Match date: March 16
Venue: R Premadasa Stadium, Colombo
There was a feeling, when the draw for the Nidahas Trophy was out, that it would come to this – Sri Lanka and Bangladesh fighting it out for the right to take on India in the final. After a slight hiccup when they lost the tournament opener to Sri Lanka, India have kept their end of the bargain up. That Bangladesh are still in the mix is thanks to their spectacular assault on a massive 214 in the first-leg tie against Sri Lanka last weekend.
Friday’s (March 16) must-win, virtual semifinal has been spiced up by the arrival of Shakib Al Hasan, the inspirational Bangladesh skipper, in the Sri Lankan national capital. Shakib had fractured his left little finger during the final of a triangular One-Day International tournament against the same opponents in Dhaka towards the end of January, and was forced to miss the subsequent two-match Test series and the two Twenty20 Internationals against the Lankans at home.
In his absence, Bangladesh lost all four matches. Not only did they miss the leadership skills of their talismanic allrounder, they also had to make do without his scything willow and his intelligent, crafty left-arm spin. With Shakib set to return as captain, Bangladesh will be quietly confident of reprising their heroics of last weekend and winning through to the final.
Sri Lanka’s campaign has gone steadily downhill since their victory against India. Their inability to defend a massive total against Bangladesh came with an even bigger price – Dinesh Chandimal, their skipper, was suspended for two games due to a serious over-rate offence, and he won’t be available unless his side makes the final. While the batting has tended to rely heavily on the two Kusals – Mendis and Perera – they have found both economy and penetration hard to come by with the ball, which is why they now find themselves in a bit of a pickle. The immediate defeat to Bangladesh notwithstanding, Sri Lanka will take heart from their recent dominance of their opponents, as well as the vociferous support they are certain to receive from a packed Premadasa.
Kusal Mendis: Since his return to the national side early this year, Mendis has been in sensational form.
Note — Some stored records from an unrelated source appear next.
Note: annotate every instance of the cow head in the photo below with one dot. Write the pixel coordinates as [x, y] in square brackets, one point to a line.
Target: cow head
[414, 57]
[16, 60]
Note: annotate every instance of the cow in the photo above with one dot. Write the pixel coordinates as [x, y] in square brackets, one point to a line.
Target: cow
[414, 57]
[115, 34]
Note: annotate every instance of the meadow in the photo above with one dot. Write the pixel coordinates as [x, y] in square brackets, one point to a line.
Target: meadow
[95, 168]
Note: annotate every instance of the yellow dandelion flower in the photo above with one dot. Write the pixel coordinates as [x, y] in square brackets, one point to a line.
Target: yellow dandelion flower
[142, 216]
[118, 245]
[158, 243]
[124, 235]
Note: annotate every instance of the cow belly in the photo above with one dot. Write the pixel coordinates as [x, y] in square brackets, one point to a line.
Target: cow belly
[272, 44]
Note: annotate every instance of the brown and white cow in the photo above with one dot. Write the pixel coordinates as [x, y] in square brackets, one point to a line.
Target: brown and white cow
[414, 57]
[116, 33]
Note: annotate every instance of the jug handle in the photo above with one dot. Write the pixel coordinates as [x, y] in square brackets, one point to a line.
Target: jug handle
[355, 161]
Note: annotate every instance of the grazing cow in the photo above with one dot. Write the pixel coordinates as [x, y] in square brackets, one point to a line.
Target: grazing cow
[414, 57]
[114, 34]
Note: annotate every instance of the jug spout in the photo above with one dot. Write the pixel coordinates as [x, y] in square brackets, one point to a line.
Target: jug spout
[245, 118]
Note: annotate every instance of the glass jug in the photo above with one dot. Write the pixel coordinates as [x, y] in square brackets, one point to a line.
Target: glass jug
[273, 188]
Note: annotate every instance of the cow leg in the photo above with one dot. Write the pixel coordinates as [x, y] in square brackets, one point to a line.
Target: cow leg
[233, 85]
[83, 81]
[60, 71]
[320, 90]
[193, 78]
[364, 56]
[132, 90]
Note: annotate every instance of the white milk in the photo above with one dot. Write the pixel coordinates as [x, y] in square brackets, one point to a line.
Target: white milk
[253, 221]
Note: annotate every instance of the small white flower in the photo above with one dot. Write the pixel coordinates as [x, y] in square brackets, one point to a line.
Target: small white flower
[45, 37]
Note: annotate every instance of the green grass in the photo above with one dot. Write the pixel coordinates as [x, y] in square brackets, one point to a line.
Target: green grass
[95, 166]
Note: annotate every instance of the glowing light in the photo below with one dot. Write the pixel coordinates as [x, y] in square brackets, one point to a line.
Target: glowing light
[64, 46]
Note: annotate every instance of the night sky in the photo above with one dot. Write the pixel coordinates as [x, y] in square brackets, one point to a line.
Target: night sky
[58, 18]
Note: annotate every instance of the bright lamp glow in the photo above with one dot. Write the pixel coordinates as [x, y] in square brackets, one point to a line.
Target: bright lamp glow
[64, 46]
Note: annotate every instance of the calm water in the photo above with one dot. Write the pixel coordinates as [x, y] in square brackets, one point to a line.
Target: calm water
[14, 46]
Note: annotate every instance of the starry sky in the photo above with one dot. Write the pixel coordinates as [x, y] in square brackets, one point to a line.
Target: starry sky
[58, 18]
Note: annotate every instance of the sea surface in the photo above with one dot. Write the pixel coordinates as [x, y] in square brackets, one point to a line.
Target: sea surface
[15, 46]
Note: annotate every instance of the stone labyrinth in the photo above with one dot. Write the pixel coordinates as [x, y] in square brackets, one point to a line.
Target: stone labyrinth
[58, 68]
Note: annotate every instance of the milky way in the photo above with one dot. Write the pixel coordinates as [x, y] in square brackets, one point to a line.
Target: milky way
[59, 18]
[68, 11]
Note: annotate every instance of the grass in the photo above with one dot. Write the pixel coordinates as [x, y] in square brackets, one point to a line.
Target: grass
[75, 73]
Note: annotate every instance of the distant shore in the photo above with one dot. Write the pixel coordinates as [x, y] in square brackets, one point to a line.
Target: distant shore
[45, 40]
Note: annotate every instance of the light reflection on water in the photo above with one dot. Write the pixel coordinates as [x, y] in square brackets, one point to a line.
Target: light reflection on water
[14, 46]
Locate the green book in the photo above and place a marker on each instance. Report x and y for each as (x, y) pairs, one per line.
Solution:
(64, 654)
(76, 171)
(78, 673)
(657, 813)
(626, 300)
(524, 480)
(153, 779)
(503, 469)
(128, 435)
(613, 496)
He has been the fulcrum of the batting in this tournament too, and while he limped off with a quadriceps injury in the last match against India, indications are that he will turn up fine on the morrow.
Mushfiqur Rahim: The little wicketkeeper-batsman fashioned exquisite unbeaten 72s with contrasting outcomes in both of Bangladesh’s previous outings, and will look to carry that form into this crucial encounter. Mahmudullah, who was the captain in Shakib’s absence, indicated that Bangladesh might push him up from No. 4 for this decisive game.
Shakib’s return should lend class, depth and versatility to the Bangladesh side. Sri Lanka will have to work out if they should continue to stick with Akila Dananjaya and Jeevan Mendis, or turn to their third spin option in Amila Aponso, the left-arm tweaker.
“If he (Shakib) is fit enough to play, then someone of his class and caliber we will have to consider” – Courtney Walsh, the interim Bangladesh coach.
“They have the advantage, because he is the world’s No. 1 allrounder and we all know that he is a quality player” – Chandika Hathurusingha, the Sri Lankan coach.
Sri Lanka: Thisara Perera (capt), Upul Tharanga, Danushka Gunathilaka, Kusal Mendis, Dasun Shanaka, Kusal Janith Perera (wk), Jeewan Mendis, Isuru Udana, Akila Dananjaya, Amila Aponso, Nuwan Pradeep, Dushmantha Chameera, Dhananjaya de Silva, Suranga Lakmal.
Bangladesh: Shakib Al Hasan (capt), Tamim Iqbal, Soumya Sarkar, Imrul Kayes, Mushfiqur Rahim (wk), Mahmudullah Riyad, Sabbir Rahman, Mustafizur Rahman, Rubel Hossain, Liton Das, Taskin Ahmed, Abu Hider, Abu Jayed, Ariful Haque, Nazmul Islam, Nurul Hasan, Mehedi Hasan.